Im 48. Ritual “Schwieriges loslassen” schlägt uns der Autor vor, z.B. einen Stein ganz fest in der Hand zu halten und hineinzuspüren, wie viel es mich kostet, den Menschen oder die Lebensvorstellung, um die es geht, loszulassen. Wenn ich den Stein aus der Hand gebe und z.B. ins Wasser werfe sage ich: z.B. Susanne, ich lasse Dich los oder “Peter, ich überlasse Dich Gott” oder “Ich lasse die Hoffnung nach …. los”. Wir sollen dieses Ritual wiederholen.
Morgen habe ich vor, mit meinem Mann unseren sonntäglichen Spaziergang nach Mui Wo zu wiederholen. Das ist ein kleiner Küstenort in einer Bucht gelegen auf Lantau Island. Ein letztes Mal von Discovery Bay am Meer entlang spazieren mitten durch die Häuser und Höfe der philippinischen Bewohner. Durch Bananenplantagen und Bambussträucher laufen.
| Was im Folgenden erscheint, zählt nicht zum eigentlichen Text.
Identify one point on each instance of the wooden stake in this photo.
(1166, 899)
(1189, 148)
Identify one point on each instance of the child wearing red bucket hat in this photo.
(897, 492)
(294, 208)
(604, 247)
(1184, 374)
Ein letztes Mal ein Vater-Unser beten im kleinen Klosterkirchlein, das über das Meer blickt und dann die vielen Stufen hinab nach Mui Wo absteigen. Hier gehen wir in unserem Lieblingsrestaurant ein bayrisches Weizenbier zischen und sagen dem chinesisch anmutenden Ort Mui Wo “Leb wohl”. Am Strand nehme ich einen Stein in die Hand und versuche die Worte: Hongkong, leb wohl. Ich lasse Dich los.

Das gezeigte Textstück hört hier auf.